傍目にも楽しみにしていることが分かった。
「ユニカはツェンのようになれるかな」
「難しいでしょう。旦那様がそう期待なさるお気持ちも分からなくはありませんが」
「期待なんて、そんなご大層な」
「ですが、なれるかどうかより、なっていただかねば困ります。わたくしたちの娘にすると決めたからには」
お飾りの王妃とするには目立ちすぎるユニカ。ならばその輝きに見合った重さを身につけるしかない。
「教育するのは、母親となる君の役目だよ」
「心得ております」
ヘルミーネは珍しく微笑をこぼした。夫であるテオバルトにはあまり見せてくれない表情である。
この妻は彼の友人である王と同じ人種で、己の使命感や責任感を食べて生きているのだと知ってはいても、
「そんなに嬉しそうな顔をされると、さすがにちょっと妬けるよ」
またほのかに笑ったヘルミーネの身体をくるりと回しながら、テオバルトは広間を眺めた。
公女を相手に踊るカイと、ユニカと王太子の様子を確かめる。
すると、手を繋いだ男女がもう一組、広間の中央へ進み出てきた。続いて一組、もう一組と、寂しかったその場に華やかな衣装で色を添えるカップルが現れる。

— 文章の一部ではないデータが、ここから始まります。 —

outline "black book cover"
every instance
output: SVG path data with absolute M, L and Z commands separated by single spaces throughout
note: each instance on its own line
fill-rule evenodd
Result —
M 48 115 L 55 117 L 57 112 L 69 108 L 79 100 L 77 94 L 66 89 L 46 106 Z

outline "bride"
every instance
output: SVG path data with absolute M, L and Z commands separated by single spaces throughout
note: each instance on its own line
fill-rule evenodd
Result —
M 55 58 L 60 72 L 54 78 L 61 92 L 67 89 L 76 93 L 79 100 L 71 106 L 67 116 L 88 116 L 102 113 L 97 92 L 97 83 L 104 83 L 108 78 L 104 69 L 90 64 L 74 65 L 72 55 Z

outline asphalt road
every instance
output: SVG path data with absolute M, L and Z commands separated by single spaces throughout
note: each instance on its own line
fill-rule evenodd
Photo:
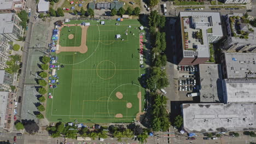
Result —
M 24 88 L 24 83 L 26 76 L 26 70 L 27 68 L 27 62 L 28 57 L 28 48 L 30 47 L 30 43 L 31 34 L 32 32 L 33 25 L 34 21 L 34 18 L 33 16 L 36 12 L 36 1 L 32 0 L 28 0 L 27 3 L 27 8 L 31 8 L 31 16 L 30 17 L 30 23 L 28 23 L 28 29 L 26 32 L 26 41 L 25 41 L 24 45 L 23 46 L 23 52 L 22 56 L 22 67 L 21 68 L 21 73 L 20 75 L 19 85 L 17 91 L 17 98 L 19 97 L 21 97 L 22 101 L 23 100 L 23 91 Z M 17 118 L 18 119 L 21 120 L 21 109 L 22 109 L 22 104 L 18 105 L 17 109 Z

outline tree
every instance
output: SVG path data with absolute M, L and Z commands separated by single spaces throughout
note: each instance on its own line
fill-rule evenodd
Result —
M 45 94 L 47 92 L 44 87 L 39 87 L 38 88 L 38 92 L 42 95 Z
M 25 129 L 28 133 L 33 134 L 33 133 L 38 131 L 39 127 L 36 122 L 33 122 L 26 124 L 25 125 Z
M 94 17 L 94 11 L 93 9 L 89 8 L 88 10 L 87 11 L 87 14 L 88 15 L 90 15 L 91 17 Z
M 45 109 L 44 109 L 44 106 L 42 105 L 39 105 L 37 107 L 37 108 L 39 111 L 44 111 L 44 110 L 45 110 Z
M 84 15 L 85 14 L 85 10 L 84 10 L 84 8 L 83 7 L 81 8 L 81 10 L 80 10 L 80 14 L 81 14 L 81 15 Z
M 125 13 L 125 10 L 122 7 L 118 10 L 120 15 L 123 15 Z
M 13 46 L 13 49 L 14 51 L 19 51 L 19 50 L 20 50 L 20 46 L 18 44 L 15 44 Z
M 47 82 L 44 80 L 38 80 L 38 84 L 41 86 L 45 86 L 47 85 Z
M 42 114 L 41 113 L 38 113 L 38 115 L 37 115 L 36 116 L 37 118 L 38 119 L 43 119 L 44 118 L 44 115 L 43 115 L 43 114 Z
M 64 13 L 63 12 L 63 10 L 62 8 L 59 8 L 56 11 L 56 15 L 57 17 L 59 16 L 64 16 Z
M 50 15 L 51 16 L 56 16 L 56 11 L 52 8 L 50 7 L 50 9 L 49 9 L 49 14 L 50 14 Z
M 41 96 L 38 98 L 38 100 L 40 102 L 43 103 L 45 101 L 45 98 L 44 96 Z
M 23 125 L 23 124 L 21 122 L 17 123 L 15 124 L 15 127 L 18 130 L 24 129 L 24 125 Z
M 73 10 L 73 13 L 74 14 L 74 15 L 77 15 L 77 10 L 76 10 L 75 9 L 74 9 L 74 10 Z
M 131 7 L 128 7 L 128 8 L 127 8 L 127 14 L 129 15 L 131 15 L 132 14 L 132 9 L 131 8 Z
M 117 14 L 117 11 L 115 9 L 113 9 L 111 10 L 111 15 L 114 16 Z
M 142 133 L 143 133 L 143 129 L 142 129 L 142 127 L 141 127 L 141 126 L 139 126 L 139 125 L 136 125 L 134 127 L 133 130 L 134 134 L 136 135 L 139 135 L 141 134 Z
M 40 66 L 43 70 L 48 70 L 49 68 L 49 65 L 46 64 L 41 64 Z
M 42 19 L 42 18 L 44 17 L 44 14 L 43 13 L 40 13 L 39 15 L 38 15 L 38 17 L 40 19 Z
M 147 143 L 147 139 L 148 137 L 148 135 L 147 133 L 144 132 L 140 135 L 138 135 L 138 139 L 139 140 L 139 142 L 141 143 L 144 143 L 144 142 Z
M 44 71 L 40 72 L 39 75 L 42 78 L 45 78 L 47 77 L 47 73 Z
M 155 5 L 158 5 L 159 2 L 159 0 L 150 0 L 149 1 L 149 6 L 150 7 L 154 7 Z
M 177 128 L 180 128 L 183 123 L 183 118 L 181 116 L 178 115 L 174 118 L 174 125 Z
M 64 124 L 63 123 L 59 122 L 56 124 L 56 127 L 57 127 L 57 131 L 60 133 L 62 133 L 65 128 Z
M 133 10 L 133 14 L 135 15 L 138 15 L 141 13 L 141 9 L 139 7 L 136 7 Z

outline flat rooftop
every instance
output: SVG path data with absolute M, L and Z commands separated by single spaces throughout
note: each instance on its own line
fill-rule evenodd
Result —
M 0 128 L 4 128 L 8 93 L 8 92 L 0 92 Z
M 228 14 L 228 17 L 232 17 L 233 16 L 242 17 L 243 16 L 243 14 L 242 13 L 234 13 L 233 14 Z M 240 21 L 241 22 L 241 21 Z M 249 34 L 248 36 L 248 39 L 241 39 L 239 37 L 232 37 L 232 43 L 238 43 L 240 44 L 256 44 L 256 28 L 251 26 L 249 23 L 241 23 L 240 29 L 241 31 L 243 31 L 246 32 L 248 32 Z M 249 28 L 252 28 L 254 30 L 254 32 L 248 31 Z M 237 31 L 235 28 L 233 29 L 234 32 L 236 33 Z M 238 35 L 237 34 L 237 35 Z
M 183 104 L 183 125 L 189 132 L 254 129 L 256 104 Z
M 180 12 L 184 57 L 210 57 L 208 29 L 211 35 L 222 36 L 219 13 Z M 202 39 L 196 39 L 195 33 L 201 33 Z M 185 39 L 187 41 L 185 41 Z
M 222 69 L 220 64 L 199 64 L 200 102 L 223 101 Z
M 0 14 L 0 34 L 13 32 L 14 25 L 13 21 L 14 15 L 14 13 Z
M 11 9 L 13 2 L 20 1 L 20 0 L 0 0 L 0 9 Z
M 256 102 L 256 79 L 223 80 L 225 103 Z
M 256 77 L 256 53 L 225 52 L 228 79 Z

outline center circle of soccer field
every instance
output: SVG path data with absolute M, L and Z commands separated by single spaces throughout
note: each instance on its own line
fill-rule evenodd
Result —
M 112 78 L 115 75 L 116 70 L 115 64 L 109 60 L 100 62 L 96 67 L 97 75 L 103 80 Z

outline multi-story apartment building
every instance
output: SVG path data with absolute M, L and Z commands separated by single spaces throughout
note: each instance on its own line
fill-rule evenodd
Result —
M 246 4 L 248 0 L 224 0 L 225 4 Z
M 9 41 L 3 35 L 0 35 L 0 69 L 4 69 L 7 67 L 5 62 L 9 58 Z
M 13 75 L 4 70 L 0 70 L 0 91 L 10 91 L 10 86 L 13 85 Z
M 0 0 L 0 13 L 16 13 L 25 8 L 25 0 Z
M 243 14 L 226 15 L 225 39 L 222 49 L 230 52 L 256 52 L 256 28 L 248 23 Z
M 15 13 L 0 14 L 0 34 L 10 41 L 15 41 L 22 35 L 20 19 Z
M 175 27 L 179 65 L 205 63 L 210 57 L 209 43 L 223 35 L 219 13 L 180 12 Z

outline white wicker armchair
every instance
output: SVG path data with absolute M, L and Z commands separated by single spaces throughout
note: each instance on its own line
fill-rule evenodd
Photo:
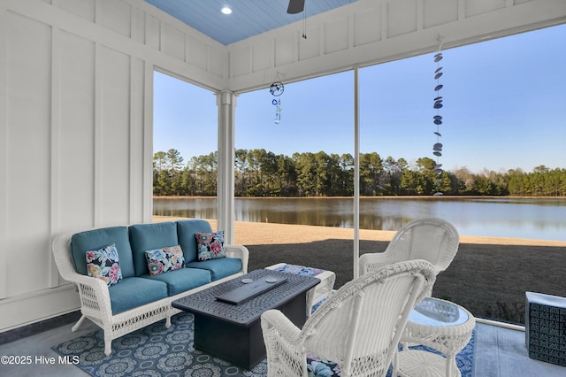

それでいい。王家と結びつくことに関しては、一族は一つになっていなくてはならない。
そしてその中心にいられるのは、少年時代から王に可愛がられており、またリーゼリテ王女の曾孫にあたるテオバルトだけ。
彼が決めたのだから、一族の者達もユニカをエルツェ家の姫君と認めて当然だ。
しかし、この場は親≠ニなるテオバルトとヘルミーネが繋いだが、これより先はユニカ自身にも力が必要だ。
彼女が引きずり出された舞台は、この広間より遙かに広いのだから。